The ERRC conducted a field mission to the Dudara Romani settlement in Zrenjanin, northern Serbia, on October 11, 2002. Mr Afz Ametov, a 44-year-old Romani man, told the ERRC that the settlement is made up of fifty-two illegally built homes. There is reportedly no sanitation infrastructure in the settlement. In 1993, the residents reportedly applied to legalise the houses but were refused because of the planned enlargement of a nearby graveyard. In September 1994, the Zrenjanin City Planning Authority decided to destroy all empty homes in the settlement, however, according to Mr Ametov, in December of the same year, city officials destroyed nineteen homes, some of which were occupied. Mr Ametov told the ERRC that, in October 2002, the residents again applied to legalise their homes, as the plans for the expansion of the graveyard had been changed. On January 27, 2002, Mr Ametov informed the ERRC that earlier in the month, a representative of the municipality told him that the procedure for considering their application to legalise the settlement had not yet begun. As of March 13, 2003, the settlement still had not been legalised.
Finally, on October 6, 2002, the ERRC visited the Veliki Rit Romani settlement in Novi Sad in northern Serbia. According to Mr Rasim Osman, a 35-year-old Romani man living in the settlement, around two thousand, five hundred people reside in the approximately five hundred and thirty houses that comprise Veliki Rit - only one hundred of which were built with legal permits. In some cases, when foreign humanitarian organisations have offered financial assistance for providing infrastructure to Romani settlements, local authorities have reportedly refused to co-operate, explaining that the settlements at issue have been built illegally. At least half of the structures in the settlement are small shacks made of tin, cardboard, scrap and/or mud. Many of the houses do not have electricity. There is no sewage system in the settlement, and solid waste removal takes place only rarely. Mr Šemsija Salimi, a 34-year-old Romani man living in the settlement, informed the ERRC of the prevalence of rats in the settlement.

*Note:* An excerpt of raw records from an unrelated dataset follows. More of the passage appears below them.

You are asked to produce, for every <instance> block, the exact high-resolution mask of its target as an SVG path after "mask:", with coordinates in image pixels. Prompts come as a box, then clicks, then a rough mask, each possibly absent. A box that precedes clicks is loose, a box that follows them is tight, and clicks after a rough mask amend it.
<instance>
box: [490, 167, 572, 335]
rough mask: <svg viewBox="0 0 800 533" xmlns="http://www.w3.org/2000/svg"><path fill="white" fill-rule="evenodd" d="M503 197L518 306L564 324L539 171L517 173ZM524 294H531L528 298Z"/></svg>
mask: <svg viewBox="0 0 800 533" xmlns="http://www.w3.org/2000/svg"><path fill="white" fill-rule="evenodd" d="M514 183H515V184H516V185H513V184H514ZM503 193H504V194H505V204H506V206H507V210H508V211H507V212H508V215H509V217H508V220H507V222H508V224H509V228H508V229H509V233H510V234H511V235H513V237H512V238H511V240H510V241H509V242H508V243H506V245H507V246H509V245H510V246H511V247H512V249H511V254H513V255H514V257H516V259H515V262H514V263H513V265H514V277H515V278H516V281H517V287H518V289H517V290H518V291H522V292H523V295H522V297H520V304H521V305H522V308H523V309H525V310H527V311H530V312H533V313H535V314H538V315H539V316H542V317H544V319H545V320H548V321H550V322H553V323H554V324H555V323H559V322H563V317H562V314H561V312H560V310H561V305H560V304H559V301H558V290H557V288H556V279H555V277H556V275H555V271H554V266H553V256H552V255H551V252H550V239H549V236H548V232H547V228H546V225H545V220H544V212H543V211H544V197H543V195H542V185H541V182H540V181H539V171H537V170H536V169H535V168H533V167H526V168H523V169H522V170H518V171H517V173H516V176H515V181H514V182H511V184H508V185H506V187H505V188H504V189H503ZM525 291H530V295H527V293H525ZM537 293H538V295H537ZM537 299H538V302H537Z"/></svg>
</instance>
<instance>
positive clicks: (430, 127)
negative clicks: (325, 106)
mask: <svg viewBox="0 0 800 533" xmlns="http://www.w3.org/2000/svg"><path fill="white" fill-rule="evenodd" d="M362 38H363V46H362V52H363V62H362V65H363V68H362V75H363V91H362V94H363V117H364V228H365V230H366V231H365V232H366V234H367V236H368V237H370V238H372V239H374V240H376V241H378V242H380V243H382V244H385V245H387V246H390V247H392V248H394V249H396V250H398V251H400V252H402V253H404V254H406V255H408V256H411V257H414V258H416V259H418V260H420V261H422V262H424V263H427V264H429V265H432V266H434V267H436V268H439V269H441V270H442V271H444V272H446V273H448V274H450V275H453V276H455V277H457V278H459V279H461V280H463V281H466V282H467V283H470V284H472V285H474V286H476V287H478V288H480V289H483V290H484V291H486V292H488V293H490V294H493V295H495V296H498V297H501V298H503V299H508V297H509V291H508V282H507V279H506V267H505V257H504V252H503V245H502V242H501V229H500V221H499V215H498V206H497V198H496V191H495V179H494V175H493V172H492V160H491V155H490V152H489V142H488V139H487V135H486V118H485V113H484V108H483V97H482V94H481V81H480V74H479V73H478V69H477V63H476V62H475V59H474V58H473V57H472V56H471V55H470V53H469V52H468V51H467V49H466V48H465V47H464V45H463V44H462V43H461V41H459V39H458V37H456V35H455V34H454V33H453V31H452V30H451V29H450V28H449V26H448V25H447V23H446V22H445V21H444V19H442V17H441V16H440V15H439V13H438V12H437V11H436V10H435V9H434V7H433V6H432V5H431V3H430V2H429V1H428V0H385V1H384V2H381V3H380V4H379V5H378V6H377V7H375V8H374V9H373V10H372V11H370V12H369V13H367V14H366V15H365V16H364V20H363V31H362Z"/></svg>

The International Covenant on Economic, Social and Cultural Rights, which Yugoslavia succeeded to on March 12, 2001, states at Article 11(1) that, "The States Parties to the present Covenant recognize the right of everyone to an adequate standard of living for himself and his family, including adequate food, clothing and housing, and to the continuous improvement of living conditions." The near total lack of infrastructure in the Romani settlements visited by the ERRC and the reported unwillingness of local authorities to do anything to improve the conditions in the settlements contravenes the provisions of the Convention.